Because of the sheer enormity of the federal budget, it's impossible for the president to eliminate all waste. Too many people are handing out too much money for one person to be aware of how it's all spent.
Nevertheless, some sort of crackdown is needed.
The Transportation Security Administration conducted its first-ever awards banquet a year ago spending, according to The Associated Press, nearly one-half million dollars to honor hundreds of employees.
Nearly $200,000 was spent on transportation and lodging.
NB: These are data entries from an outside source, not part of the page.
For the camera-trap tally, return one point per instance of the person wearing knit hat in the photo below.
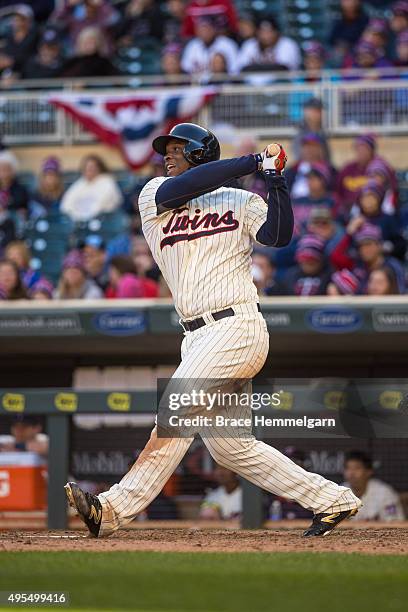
(399, 17)
(353, 175)
(370, 198)
(343, 282)
(382, 173)
(322, 224)
(348, 28)
(370, 205)
(15, 192)
(312, 150)
(309, 114)
(74, 282)
(50, 185)
(377, 33)
(124, 281)
(7, 225)
(42, 290)
(401, 49)
(370, 248)
(312, 274)
(368, 55)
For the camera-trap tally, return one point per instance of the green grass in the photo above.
(213, 582)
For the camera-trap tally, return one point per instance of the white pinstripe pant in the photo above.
(234, 347)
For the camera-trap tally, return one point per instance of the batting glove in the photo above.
(272, 160)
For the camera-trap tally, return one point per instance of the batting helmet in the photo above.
(200, 145)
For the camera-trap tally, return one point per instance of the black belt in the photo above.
(217, 316)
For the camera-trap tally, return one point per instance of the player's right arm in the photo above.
(203, 179)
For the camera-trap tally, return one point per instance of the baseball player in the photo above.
(201, 231)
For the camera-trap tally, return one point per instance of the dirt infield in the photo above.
(348, 539)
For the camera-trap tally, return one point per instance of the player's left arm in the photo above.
(272, 224)
(203, 179)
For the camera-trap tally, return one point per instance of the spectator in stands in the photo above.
(21, 42)
(322, 224)
(171, 63)
(311, 152)
(319, 195)
(367, 238)
(174, 16)
(96, 260)
(312, 123)
(10, 187)
(42, 290)
(246, 27)
(7, 226)
(95, 193)
(145, 264)
(50, 186)
(401, 51)
(347, 30)
(142, 19)
(26, 430)
(399, 17)
(376, 33)
(369, 207)
(380, 501)
(10, 281)
(74, 283)
(312, 273)
(218, 69)
(384, 176)
(20, 254)
(264, 275)
(353, 176)
(200, 50)
(222, 12)
(124, 281)
(314, 58)
(343, 282)
(76, 15)
(47, 63)
(90, 59)
(269, 49)
(382, 282)
(367, 56)
(225, 502)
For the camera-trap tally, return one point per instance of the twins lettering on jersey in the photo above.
(208, 224)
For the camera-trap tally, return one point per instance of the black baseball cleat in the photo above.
(87, 505)
(323, 523)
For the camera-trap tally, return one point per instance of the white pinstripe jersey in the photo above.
(203, 249)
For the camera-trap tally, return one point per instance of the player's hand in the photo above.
(274, 159)
(355, 224)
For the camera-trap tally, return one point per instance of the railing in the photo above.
(263, 110)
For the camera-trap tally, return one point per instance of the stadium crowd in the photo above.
(349, 222)
(210, 39)
(348, 239)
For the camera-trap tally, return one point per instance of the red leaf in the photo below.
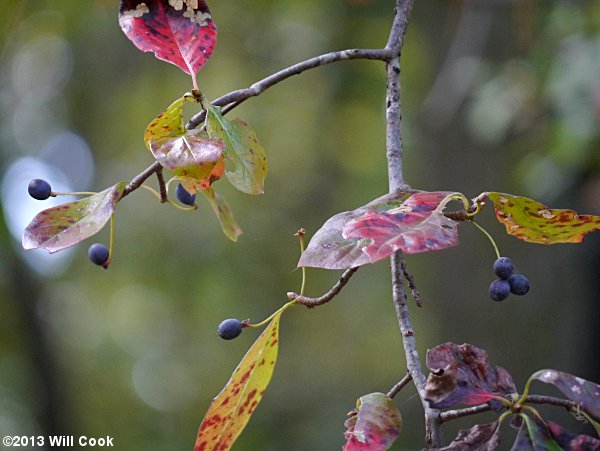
(180, 32)
(418, 225)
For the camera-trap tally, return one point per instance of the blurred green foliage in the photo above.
(132, 352)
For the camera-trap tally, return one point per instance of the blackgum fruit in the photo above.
(184, 196)
(98, 254)
(229, 328)
(504, 267)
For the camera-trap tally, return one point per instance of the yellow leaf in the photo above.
(231, 410)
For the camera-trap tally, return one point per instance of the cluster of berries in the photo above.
(508, 281)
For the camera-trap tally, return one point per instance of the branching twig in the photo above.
(399, 386)
(314, 302)
(394, 153)
(411, 284)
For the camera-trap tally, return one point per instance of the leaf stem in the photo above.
(111, 240)
(334, 291)
(268, 319)
(485, 232)
(300, 234)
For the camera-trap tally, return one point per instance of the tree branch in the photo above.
(399, 386)
(394, 152)
(314, 302)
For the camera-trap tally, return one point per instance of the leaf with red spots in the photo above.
(531, 221)
(63, 226)
(409, 221)
(583, 392)
(190, 155)
(230, 411)
(374, 425)
(180, 32)
(418, 225)
(461, 374)
(481, 437)
(230, 227)
(242, 148)
(535, 434)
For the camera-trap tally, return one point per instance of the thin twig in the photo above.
(399, 386)
(394, 153)
(161, 185)
(314, 302)
(411, 284)
(237, 97)
(450, 415)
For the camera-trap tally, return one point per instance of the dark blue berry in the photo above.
(39, 189)
(499, 290)
(519, 284)
(230, 328)
(184, 196)
(504, 267)
(98, 253)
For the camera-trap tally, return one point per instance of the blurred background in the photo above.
(497, 95)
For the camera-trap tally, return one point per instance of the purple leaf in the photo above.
(375, 426)
(63, 226)
(330, 250)
(481, 437)
(418, 225)
(585, 393)
(180, 32)
(461, 374)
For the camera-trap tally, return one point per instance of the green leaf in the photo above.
(481, 437)
(169, 123)
(63, 226)
(242, 147)
(409, 221)
(539, 434)
(531, 221)
(375, 426)
(230, 227)
(197, 160)
(231, 410)
(583, 392)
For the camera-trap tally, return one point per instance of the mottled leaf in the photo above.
(418, 225)
(190, 155)
(481, 437)
(196, 159)
(375, 425)
(180, 32)
(230, 227)
(570, 441)
(461, 374)
(63, 226)
(242, 147)
(539, 435)
(330, 250)
(231, 410)
(531, 221)
(583, 392)
(169, 123)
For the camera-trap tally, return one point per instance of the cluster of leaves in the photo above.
(182, 33)
(461, 375)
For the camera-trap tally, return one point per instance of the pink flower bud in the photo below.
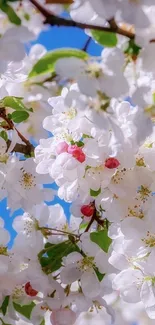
(77, 153)
(63, 316)
(87, 210)
(62, 147)
(112, 163)
(29, 290)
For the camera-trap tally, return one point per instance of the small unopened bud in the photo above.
(112, 163)
(29, 290)
(77, 153)
(87, 210)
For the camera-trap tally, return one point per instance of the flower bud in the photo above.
(29, 290)
(112, 163)
(62, 147)
(87, 210)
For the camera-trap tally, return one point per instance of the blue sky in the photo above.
(55, 37)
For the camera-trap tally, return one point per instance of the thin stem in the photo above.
(11, 126)
(21, 148)
(59, 21)
(87, 44)
(90, 222)
(60, 231)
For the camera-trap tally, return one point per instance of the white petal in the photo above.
(147, 294)
(90, 284)
(70, 274)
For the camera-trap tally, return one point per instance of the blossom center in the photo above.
(27, 180)
(87, 210)
(77, 153)
(140, 162)
(112, 163)
(86, 263)
(119, 176)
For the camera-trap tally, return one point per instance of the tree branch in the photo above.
(85, 47)
(59, 21)
(21, 148)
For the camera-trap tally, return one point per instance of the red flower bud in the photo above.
(77, 153)
(29, 290)
(87, 210)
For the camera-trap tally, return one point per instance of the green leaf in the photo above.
(24, 310)
(12, 16)
(14, 102)
(4, 135)
(5, 304)
(101, 239)
(100, 276)
(55, 253)
(42, 322)
(19, 116)
(107, 39)
(47, 63)
(132, 49)
(95, 193)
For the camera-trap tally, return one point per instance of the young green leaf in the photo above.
(47, 63)
(12, 16)
(4, 135)
(55, 253)
(14, 102)
(106, 39)
(4, 305)
(24, 310)
(101, 239)
(19, 116)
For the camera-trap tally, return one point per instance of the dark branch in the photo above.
(54, 20)
(21, 148)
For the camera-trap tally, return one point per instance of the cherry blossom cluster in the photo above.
(78, 130)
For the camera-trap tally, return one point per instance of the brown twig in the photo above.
(21, 148)
(29, 147)
(59, 21)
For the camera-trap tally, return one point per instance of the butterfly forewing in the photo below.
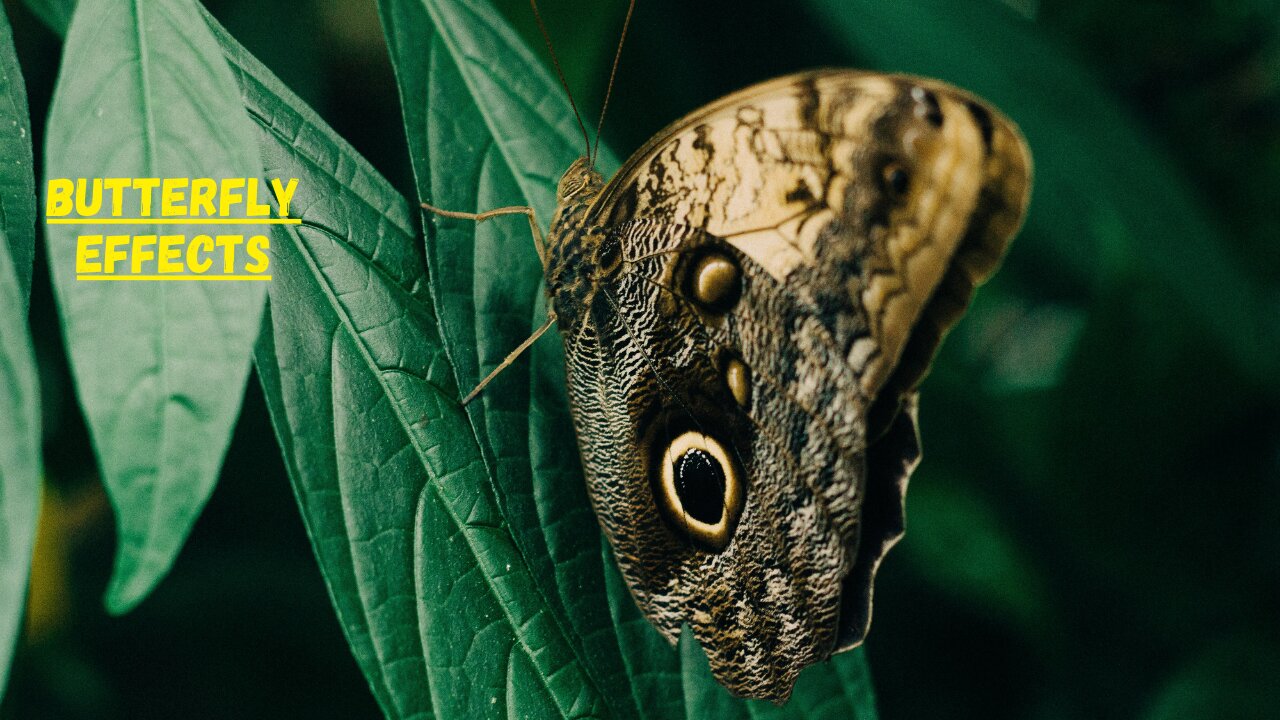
(745, 309)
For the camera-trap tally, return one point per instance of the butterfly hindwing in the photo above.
(748, 309)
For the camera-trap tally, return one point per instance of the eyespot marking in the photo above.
(717, 283)
(927, 106)
(982, 117)
(737, 377)
(895, 181)
(699, 490)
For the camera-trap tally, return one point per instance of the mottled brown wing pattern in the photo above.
(745, 309)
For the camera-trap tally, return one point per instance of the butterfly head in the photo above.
(579, 182)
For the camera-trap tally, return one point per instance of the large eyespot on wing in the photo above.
(853, 213)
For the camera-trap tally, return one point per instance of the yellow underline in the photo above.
(173, 278)
(173, 220)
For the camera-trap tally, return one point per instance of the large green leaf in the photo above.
(1106, 197)
(17, 171)
(19, 387)
(160, 367)
(488, 127)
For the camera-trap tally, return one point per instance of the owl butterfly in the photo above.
(748, 309)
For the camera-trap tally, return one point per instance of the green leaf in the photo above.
(488, 127)
(160, 367)
(438, 605)
(19, 386)
(54, 13)
(1106, 196)
(17, 171)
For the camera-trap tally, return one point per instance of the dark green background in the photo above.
(1095, 531)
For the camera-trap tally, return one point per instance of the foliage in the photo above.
(1092, 532)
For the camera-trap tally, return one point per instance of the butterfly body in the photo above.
(748, 308)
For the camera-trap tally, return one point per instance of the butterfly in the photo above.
(748, 309)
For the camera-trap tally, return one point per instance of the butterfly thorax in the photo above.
(576, 253)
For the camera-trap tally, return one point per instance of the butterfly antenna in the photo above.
(608, 90)
(561, 74)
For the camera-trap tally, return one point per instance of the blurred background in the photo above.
(1095, 532)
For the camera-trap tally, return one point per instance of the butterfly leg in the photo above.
(539, 244)
(511, 356)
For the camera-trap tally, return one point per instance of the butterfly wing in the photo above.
(748, 309)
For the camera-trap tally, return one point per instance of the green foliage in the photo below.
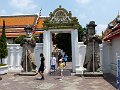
(19, 39)
(3, 44)
(3, 64)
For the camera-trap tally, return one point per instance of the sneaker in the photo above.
(42, 79)
(60, 79)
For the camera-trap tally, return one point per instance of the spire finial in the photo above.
(60, 6)
(118, 13)
(40, 12)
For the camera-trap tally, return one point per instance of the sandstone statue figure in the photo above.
(28, 57)
(92, 41)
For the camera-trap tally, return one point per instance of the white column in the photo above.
(18, 59)
(81, 58)
(74, 38)
(46, 50)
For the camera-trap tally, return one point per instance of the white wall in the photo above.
(15, 53)
(109, 50)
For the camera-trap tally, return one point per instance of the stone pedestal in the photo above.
(27, 73)
(81, 57)
(93, 74)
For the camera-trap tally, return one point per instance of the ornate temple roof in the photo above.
(15, 24)
(113, 30)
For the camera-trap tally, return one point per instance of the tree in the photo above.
(3, 44)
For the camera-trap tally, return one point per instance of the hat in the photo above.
(60, 60)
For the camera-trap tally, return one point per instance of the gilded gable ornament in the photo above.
(60, 18)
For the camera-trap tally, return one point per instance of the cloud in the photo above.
(83, 1)
(100, 28)
(23, 4)
(3, 12)
(82, 16)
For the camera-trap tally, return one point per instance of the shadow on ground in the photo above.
(66, 72)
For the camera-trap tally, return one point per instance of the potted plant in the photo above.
(3, 51)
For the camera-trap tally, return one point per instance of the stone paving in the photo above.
(11, 81)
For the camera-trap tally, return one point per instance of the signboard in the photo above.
(118, 74)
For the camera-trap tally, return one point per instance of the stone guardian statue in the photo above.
(92, 41)
(28, 57)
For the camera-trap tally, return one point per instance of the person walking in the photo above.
(61, 67)
(65, 58)
(42, 66)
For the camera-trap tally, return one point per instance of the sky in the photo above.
(100, 11)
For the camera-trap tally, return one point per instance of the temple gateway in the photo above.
(59, 21)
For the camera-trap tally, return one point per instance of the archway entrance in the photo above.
(60, 21)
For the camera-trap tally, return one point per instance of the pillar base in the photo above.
(80, 70)
(28, 73)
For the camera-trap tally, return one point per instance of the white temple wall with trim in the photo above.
(15, 54)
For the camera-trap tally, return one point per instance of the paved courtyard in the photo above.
(11, 81)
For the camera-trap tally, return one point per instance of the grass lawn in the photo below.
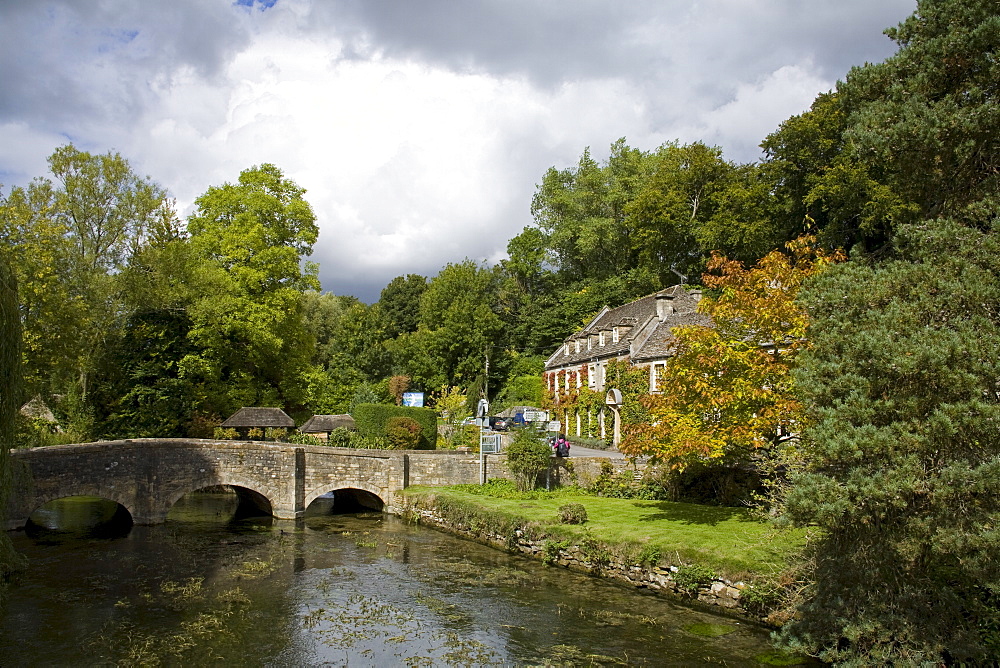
(727, 540)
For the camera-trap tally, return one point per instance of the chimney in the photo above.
(664, 305)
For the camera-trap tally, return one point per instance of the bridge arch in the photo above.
(101, 517)
(250, 497)
(375, 495)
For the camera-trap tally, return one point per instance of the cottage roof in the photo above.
(259, 417)
(323, 423)
(37, 409)
(643, 325)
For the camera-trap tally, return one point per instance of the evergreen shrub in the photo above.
(372, 421)
(403, 432)
(572, 513)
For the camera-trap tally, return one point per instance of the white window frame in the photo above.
(654, 379)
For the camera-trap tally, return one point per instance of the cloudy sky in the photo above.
(419, 127)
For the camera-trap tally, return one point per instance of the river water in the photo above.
(362, 589)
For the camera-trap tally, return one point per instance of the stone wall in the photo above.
(148, 476)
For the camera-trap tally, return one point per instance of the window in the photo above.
(656, 370)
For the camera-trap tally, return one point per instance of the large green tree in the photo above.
(10, 397)
(901, 385)
(72, 240)
(254, 345)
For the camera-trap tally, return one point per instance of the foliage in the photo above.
(372, 421)
(254, 345)
(691, 577)
(397, 386)
(138, 389)
(611, 484)
(299, 438)
(403, 433)
(451, 405)
(528, 456)
(399, 304)
(728, 386)
(572, 513)
(904, 466)
(275, 433)
(10, 400)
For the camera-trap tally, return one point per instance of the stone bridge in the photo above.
(147, 476)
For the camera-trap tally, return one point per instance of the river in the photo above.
(361, 589)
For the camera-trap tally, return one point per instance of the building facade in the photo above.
(638, 332)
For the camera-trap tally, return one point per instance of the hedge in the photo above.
(371, 420)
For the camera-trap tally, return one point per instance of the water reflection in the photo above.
(78, 517)
(210, 587)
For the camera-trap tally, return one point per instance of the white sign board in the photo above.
(489, 444)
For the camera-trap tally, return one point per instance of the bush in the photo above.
(275, 433)
(572, 513)
(372, 421)
(527, 458)
(299, 438)
(341, 438)
(691, 578)
(403, 433)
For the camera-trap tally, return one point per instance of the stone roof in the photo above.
(259, 417)
(661, 342)
(324, 423)
(644, 329)
(37, 409)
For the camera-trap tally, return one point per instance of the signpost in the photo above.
(486, 443)
(413, 399)
(536, 416)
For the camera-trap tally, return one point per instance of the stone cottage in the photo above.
(639, 331)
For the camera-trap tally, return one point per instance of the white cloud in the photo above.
(420, 136)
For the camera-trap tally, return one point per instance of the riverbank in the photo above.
(718, 556)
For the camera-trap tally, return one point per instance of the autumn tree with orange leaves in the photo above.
(728, 389)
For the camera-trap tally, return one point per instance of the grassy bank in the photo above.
(726, 540)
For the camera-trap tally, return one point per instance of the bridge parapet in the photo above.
(148, 476)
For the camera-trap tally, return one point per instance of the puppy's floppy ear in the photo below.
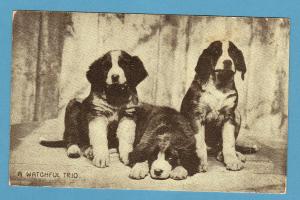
(135, 71)
(207, 60)
(97, 72)
(139, 73)
(238, 59)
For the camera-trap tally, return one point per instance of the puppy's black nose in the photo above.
(115, 78)
(158, 172)
(227, 64)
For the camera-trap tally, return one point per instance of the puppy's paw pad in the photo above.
(179, 173)
(88, 153)
(73, 151)
(124, 152)
(124, 158)
(101, 159)
(203, 167)
(139, 171)
(234, 165)
(241, 156)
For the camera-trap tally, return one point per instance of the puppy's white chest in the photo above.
(216, 99)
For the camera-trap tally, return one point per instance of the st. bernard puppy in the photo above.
(109, 109)
(164, 145)
(211, 101)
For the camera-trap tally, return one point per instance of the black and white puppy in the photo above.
(211, 101)
(109, 109)
(164, 145)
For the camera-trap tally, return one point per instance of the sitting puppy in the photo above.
(211, 101)
(164, 145)
(109, 109)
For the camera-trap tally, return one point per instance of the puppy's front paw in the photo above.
(88, 153)
(203, 167)
(179, 173)
(239, 155)
(233, 163)
(73, 151)
(139, 170)
(101, 158)
(124, 151)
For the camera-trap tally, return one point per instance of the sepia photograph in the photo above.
(149, 102)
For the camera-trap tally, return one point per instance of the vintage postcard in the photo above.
(149, 102)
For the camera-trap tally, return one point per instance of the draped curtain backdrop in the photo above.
(52, 52)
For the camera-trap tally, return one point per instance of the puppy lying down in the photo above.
(164, 145)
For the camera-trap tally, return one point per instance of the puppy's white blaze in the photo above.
(98, 134)
(228, 140)
(224, 56)
(115, 68)
(161, 164)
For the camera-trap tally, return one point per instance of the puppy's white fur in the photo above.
(115, 68)
(139, 170)
(201, 149)
(98, 140)
(126, 135)
(231, 160)
(161, 164)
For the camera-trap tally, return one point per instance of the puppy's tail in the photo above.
(55, 144)
(247, 149)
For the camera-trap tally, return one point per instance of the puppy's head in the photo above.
(116, 70)
(221, 60)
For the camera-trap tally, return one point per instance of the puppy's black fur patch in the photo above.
(154, 121)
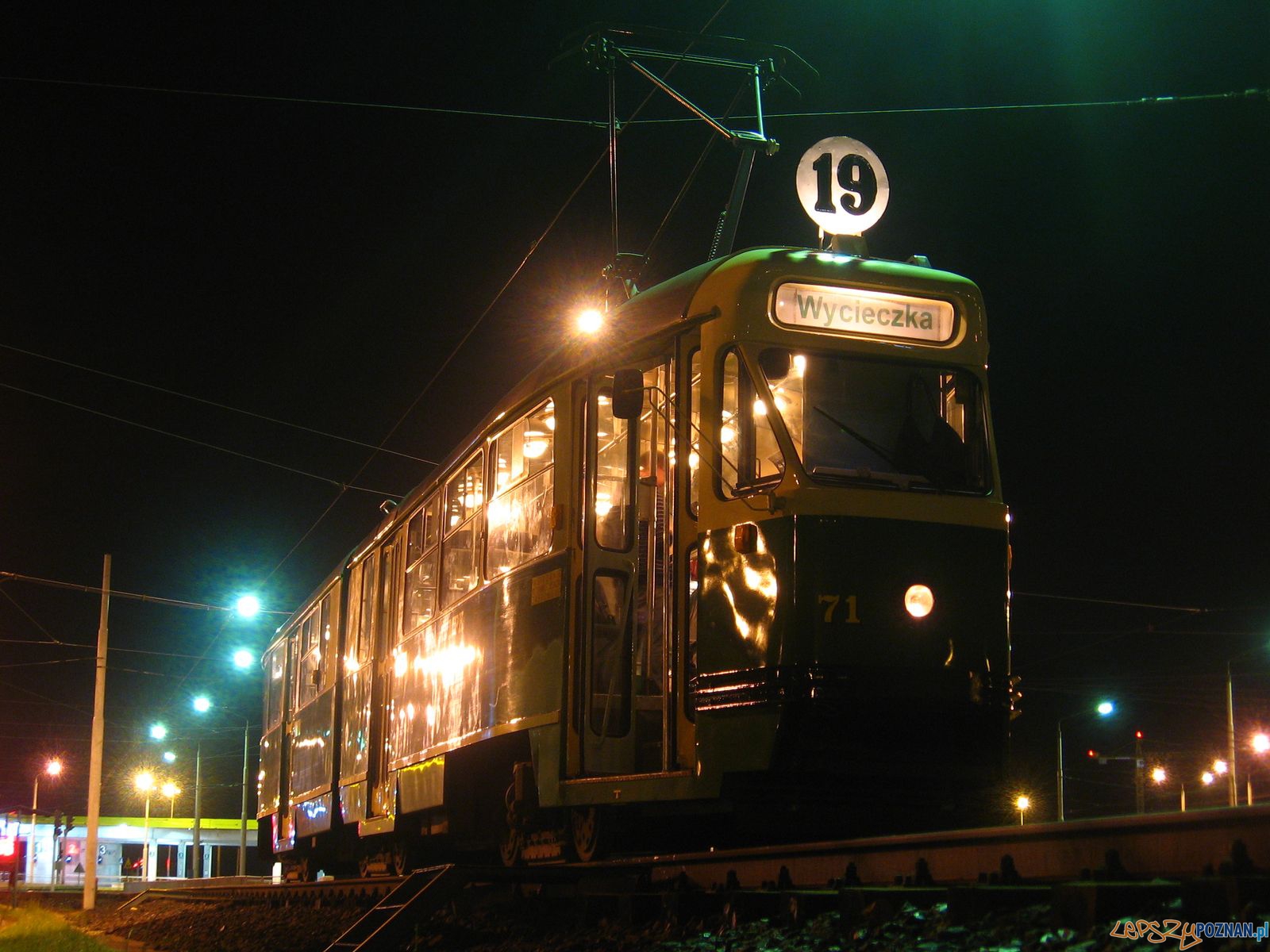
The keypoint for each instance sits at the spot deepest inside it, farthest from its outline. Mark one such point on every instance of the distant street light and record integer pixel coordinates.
(1260, 744)
(171, 791)
(1022, 803)
(248, 606)
(52, 770)
(1105, 708)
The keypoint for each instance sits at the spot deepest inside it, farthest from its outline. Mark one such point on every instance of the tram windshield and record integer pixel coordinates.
(860, 422)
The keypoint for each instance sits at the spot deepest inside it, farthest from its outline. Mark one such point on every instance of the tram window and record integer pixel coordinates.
(327, 632)
(520, 509)
(613, 476)
(310, 677)
(749, 448)
(361, 598)
(275, 666)
(465, 495)
(610, 655)
(690, 640)
(886, 424)
(391, 606)
(421, 570)
(694, 429)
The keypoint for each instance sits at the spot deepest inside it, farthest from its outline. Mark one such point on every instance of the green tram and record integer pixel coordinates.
(747, 556)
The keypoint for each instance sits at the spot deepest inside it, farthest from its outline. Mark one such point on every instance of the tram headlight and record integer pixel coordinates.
(918, 601)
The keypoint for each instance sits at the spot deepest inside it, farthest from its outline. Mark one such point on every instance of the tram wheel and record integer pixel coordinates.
(403, 857)
(511, 848)
(587, 833)
(305, 869)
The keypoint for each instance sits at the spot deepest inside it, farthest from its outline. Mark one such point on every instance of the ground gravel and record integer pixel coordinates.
(537, 927)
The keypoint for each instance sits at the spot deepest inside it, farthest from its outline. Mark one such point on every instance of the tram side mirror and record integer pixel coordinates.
(775, 363)
(628, 395)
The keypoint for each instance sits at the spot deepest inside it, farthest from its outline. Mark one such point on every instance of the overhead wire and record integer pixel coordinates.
(215, 404)
(197, 442)
(1255, 93)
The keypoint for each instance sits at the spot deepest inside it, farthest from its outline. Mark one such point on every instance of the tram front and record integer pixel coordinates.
(850, 619)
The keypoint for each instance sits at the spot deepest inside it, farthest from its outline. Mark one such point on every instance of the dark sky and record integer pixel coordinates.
(318, 263)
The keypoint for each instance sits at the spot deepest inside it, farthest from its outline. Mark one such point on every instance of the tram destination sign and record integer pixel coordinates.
(823, 308)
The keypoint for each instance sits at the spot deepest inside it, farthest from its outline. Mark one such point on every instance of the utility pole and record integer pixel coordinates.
(1140, 774)
(241, 869)
(94, 771)
(198, 810)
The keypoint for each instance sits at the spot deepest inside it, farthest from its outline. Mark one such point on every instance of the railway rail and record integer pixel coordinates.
(1092, 869)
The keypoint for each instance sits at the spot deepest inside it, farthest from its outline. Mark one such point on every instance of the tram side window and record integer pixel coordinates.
(613, 476)
(361, 600)
(275, 668)
(749, 447)
(520, 508)
(421, 570)
(313, 670)
(611, 655)
(465, 495)
(694, 429)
The Washington Post reports internal auditors found other expenses included $75 for the singing of the national anthem, "$64 for each gallon of coffee that's about $3 a cup and $3.75 for each soft drink."
Those costs may not be excessive by the standards of the ritzy Grand Hyatt hotel in Washington, where the banquet took place, but they are difficult to justify in an era of record budget deficits.
Also, the AP notes, a private group was paid $85,500 to plan the event and the TSA spent "$81,767 for plaques, $5,196 for official photographs, $1,486 for three balloon arches and $1,509 for signs."
One employee was presented a lifetime achievement award, even though the agency had been in existence only a brief time. That would be laughable if it didn't send a message about the TSA's extreme pretentiousness.
Federal waste is nothing new, of course. Ronald Reagan made a good effort to clean it up, but that was years ago, and it has been creeping back lately not just on bureaucratic self-indulgence but also in appropriations.
The way to fight legislative waste is simply to vote the big spenders out of office. In the case of agency excesses, the best policy would be to penalize those who make the spending decisions not necessarily through terminations but perhaps by cutting their administrative budgets the following year.
Critics might argue administrators would be afraid to act, but that wouldn't be the case. They would be afraid to waste money and, with the taxpayers' money, it's generally a good idea to err on the side of caution.